The Harlem Quartet was back in North Carolina over the weekend and stretching into Monday, February 21, playing concerts in Greensboro, Charlotte, and Raleigh, and offering outreach programs for a retirement community and two educational organizations as their visit came to a close. Some of the music was familiar, as the ensemble has been performing here and there in our state for well over a decade. Thus some chamber music enthusiasts in cities where they’ve been often heard have developed both affection and enthusiasm for the vibrant foursome and the programs they offer with such passion and incisiveness. With generous support from the Hon. Mary J. C. Cresimore, Chamber Music Raleigh presented two back-to-back Sunday concerts in the NC Museum of Art‘s SECU Auditorium, a space that sounds better than ever since its not-too-long-ago renovation.

Playing were violinists Ilmar Gavilán and Melissa White, violist Juan-Miguel Hernandez (a former member, subbing this week for Jaime Amadór), and cellist Felix Umansky (bios of all of whom many be found here and here). They work together like the proverbial well-oiled machine, and they seem to have more sheer fun playing chamber music than just about any ensemble you could name. That they play so well and with such consummate precision and with keen incisiveness and always overwhelming musicianship and artistry makes this a very special ensemble, indeed, and one that invariably delights its audiences – audiences that are not invariably representative of your customary conservative chamber music set. On this occasion, there was some applause between movements, and then that very fact elicited still more applause in recognition of those attendees’ enthusiasm. Hooray!

The short, intermission-less program began with Mozart’s “Dissonance” Quartet in C, K465. Program notes by Joseph and Elizabeth Kahn remind us of how wild and wooly this piece must have seemed to Mozart’s audiences. It seems tamer now, but the drama in the introduction remains as striking today as it must have been back then, for there’s as much suspense and emotion in those opening bars as in some of the late symphonies or operas. Hearing this four-movement work played so vibrantly and with such total commitment made at least one listener think that it might well have been enough, had the visitors given only this piece and then gone home – yes, it was that good.

But there was more, and what followed was – as the headline suggests – something quite different. First up was a setting for strings of an African dance, notated by the first violinist’s father, Guido López-Gavilán (b.1944), one of the mainstays of classical music in Cuba. This piece, in turn, is one of the Harlem’s most distinctive and distinguished musical calling cards, and “Cuarteto en Guaguanco” was again enthusiastically received here, as has been the case on previous occasions.

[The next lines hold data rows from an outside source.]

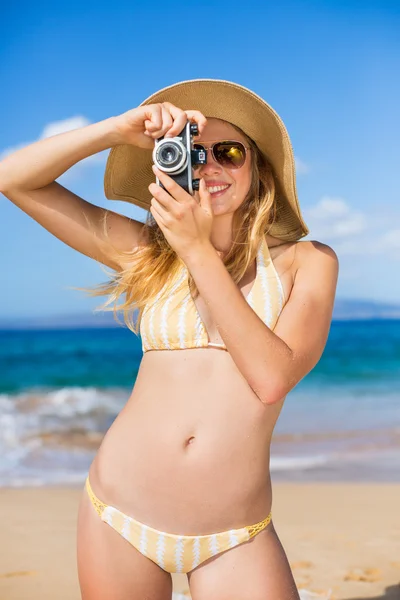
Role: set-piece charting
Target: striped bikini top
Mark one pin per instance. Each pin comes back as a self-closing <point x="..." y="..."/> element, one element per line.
<point x="172" y="322"/>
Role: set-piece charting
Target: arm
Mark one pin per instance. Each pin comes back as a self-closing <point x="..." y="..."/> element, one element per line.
<point x="272" y="362"/>
<point x="27" y="179"/>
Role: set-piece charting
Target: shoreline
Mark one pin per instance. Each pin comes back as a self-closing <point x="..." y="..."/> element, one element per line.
<point x="343" y="537"/>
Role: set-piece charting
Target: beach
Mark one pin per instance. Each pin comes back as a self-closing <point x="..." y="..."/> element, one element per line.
<point x="339" y="538"/>
<point x="334" y="458"/>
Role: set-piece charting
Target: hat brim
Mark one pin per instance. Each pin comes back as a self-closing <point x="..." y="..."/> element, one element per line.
<point x="128" y="171"/>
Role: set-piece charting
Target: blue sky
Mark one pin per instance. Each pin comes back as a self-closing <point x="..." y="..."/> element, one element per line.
<point x="330" y="69"/>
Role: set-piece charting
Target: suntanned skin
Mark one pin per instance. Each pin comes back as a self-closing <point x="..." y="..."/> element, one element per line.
<point x="189" y="452"/>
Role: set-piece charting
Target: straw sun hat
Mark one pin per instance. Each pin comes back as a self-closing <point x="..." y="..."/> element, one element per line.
<point x="128" y="171"/>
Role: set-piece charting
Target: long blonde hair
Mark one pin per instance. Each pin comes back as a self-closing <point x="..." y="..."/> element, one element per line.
<point x="147" y="270"/>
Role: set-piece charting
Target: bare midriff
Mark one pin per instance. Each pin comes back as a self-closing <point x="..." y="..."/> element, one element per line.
<point x="189" y="452"/>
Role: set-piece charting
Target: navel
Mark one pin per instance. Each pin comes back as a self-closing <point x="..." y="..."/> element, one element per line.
<point x="189" y="440"/>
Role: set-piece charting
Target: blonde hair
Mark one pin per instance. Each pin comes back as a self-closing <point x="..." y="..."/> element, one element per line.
<point x="145" y="271"/>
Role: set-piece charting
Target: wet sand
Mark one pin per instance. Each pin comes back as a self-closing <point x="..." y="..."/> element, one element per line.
<point x="339" y="537"/>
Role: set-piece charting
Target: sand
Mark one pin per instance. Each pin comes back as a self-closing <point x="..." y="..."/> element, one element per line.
<point x="339" y="537"/>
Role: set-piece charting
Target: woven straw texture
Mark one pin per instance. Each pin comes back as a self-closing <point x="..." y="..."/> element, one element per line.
<point x="128" y="171"/>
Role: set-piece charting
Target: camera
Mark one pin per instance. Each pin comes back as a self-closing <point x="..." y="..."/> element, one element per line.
<point x="176" y="157"/>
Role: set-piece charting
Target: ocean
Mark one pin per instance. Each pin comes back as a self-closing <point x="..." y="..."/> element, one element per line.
<point x="60" y="391"/>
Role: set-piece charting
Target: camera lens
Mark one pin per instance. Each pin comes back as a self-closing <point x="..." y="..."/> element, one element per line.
<point x="168" y="155"/>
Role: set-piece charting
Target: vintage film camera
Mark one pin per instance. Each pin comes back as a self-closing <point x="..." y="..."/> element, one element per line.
<point x="176" y="157"/>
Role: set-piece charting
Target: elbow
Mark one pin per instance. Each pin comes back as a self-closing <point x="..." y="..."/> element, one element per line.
<point x="275" y="392"/>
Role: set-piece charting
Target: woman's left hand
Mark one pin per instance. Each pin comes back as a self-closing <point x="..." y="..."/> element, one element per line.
<point x="185" y="222"/>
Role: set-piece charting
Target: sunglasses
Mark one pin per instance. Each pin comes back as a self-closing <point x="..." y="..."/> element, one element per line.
<point x="230" y="154"/>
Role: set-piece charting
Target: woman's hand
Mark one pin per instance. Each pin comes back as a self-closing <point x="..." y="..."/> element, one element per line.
<point x="142" y="125"/>
<point x="185" y="221"/>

Three excerpts from Wynton MarsalisAt the Octaroon Balls were next. Yes, the jazzman composes, and the selections offered demonstrate his inventiveness and skill, ranging from “Rampart Street Row House Rag” to “Creole Contradanza” to the remarkable “Hellbound Highball” (which may be heard here in all its radiant glory).

The encore, as it were, was another train piece, this time by our own sometime resident Billy Strayhorn, the world-famous “Take the A Train” (which was known as the Duke’s “signature composition” – by Billy). Here’s a Harlem video – with their now-regular violist on view.

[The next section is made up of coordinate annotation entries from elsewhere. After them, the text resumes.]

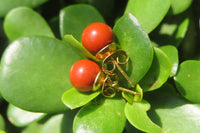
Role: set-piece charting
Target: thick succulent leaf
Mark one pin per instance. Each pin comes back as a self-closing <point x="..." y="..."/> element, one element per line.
<point x="7" y="5"/>
<point x="137" y="116"/>
<point x="104" y="117"/>
<point x="20" y="117"/>
<point x="172" y="53"/>
<point x="178" y="6"/>
<point x="73" y="98"/>
<point x="23" y="21"/>
<point x="1" y="131"/>
<point x="69" y="39"/>
<point x="172" y="31"/>
<point x="172" y="112"/>
<point x="105" y="7"/>
<point x="2" y="123"/>
<point x="133" y="40"/>
<point x="60" y="123"/>
<point x="67" y="121"/>
<point x="74" y="19"/>
<point x="187" y="80"/>
<point x="149" y="12"/>
<point x="158" y="73"/>
<point x="133" y="98"/>
<point x="35" y="73"/>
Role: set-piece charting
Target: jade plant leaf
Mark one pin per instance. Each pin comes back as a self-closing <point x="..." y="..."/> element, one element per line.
<point x="20" y="117"/>
<point x="2" y="123"/>
<point x="132" y="39"/>
<point x="74" y="19"/>
<point x="104" y="117"/>
<point x="1" y="131"/>
<point x="34" y="127"/>
<point x="69" y="39"/>
<point x="158" y="73"/>
<point x="24" y="21"/>
<point x="148" y="12"/>
<point x="178" y="6"/>
<point x="7" y="5"/>
<point x="73" y="98"/>
<point x="172" y="53"/>
<point x="187" y="80"/>
<point x="172" y="112"/>
<point x="35" y="73"/>
<point x="136" y="113"/>
<point x="172" y="31"/>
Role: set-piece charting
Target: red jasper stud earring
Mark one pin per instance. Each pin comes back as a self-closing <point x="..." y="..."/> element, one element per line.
<point x="83" y="74"/>
<point x="96" y="36"/>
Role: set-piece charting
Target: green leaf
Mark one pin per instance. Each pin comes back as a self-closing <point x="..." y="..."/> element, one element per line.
<point x="173" y="113"/>
<point x="35" y="73"/>
<point x="149" y="12"/>
<point x="137" y="116"/>
<point x="172" y="31"/>
<point x="20" y="118"/>
<point x="2" y="123"/>
<point x="105" y="117"/>
<point x="7" y="5"/>
<point x="133" y="40"/>
<point x="23" y="21"/>
<point x="69" y="39"/>
<point x="187" y="80"/>
<point x="74" y="99"/>
<point x="53" y="125"/>
<point x="158" y="73"/>
<point x="74" y="19"/>
<point x="60" y="123"/>
<point x="131" y="98"/>
<point x="172" y="53"/>
<point x="178" y="6"/>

Thus the program gamut ran from Mozart to jazz with some Afro-Cuban rhythms and New Orleans howling thrown in for good measure.

They’re wonderful players to watch as well as to hear, individually and collectively, and fill-in violist Hernandez fit back in like a glove, despite his decade-long absence from the ensemble. (As he said at the reception, he knows the rep!) In the jazzy pieces, Umansky slapped his cello as if it were a bass, and it spoke for him sonorously, indeed. The two top voices seemed cut from the same rich fabric – it must have been damask, at least – and thus from bottom to top this was a fabulous ensemble to behold. Three cheers!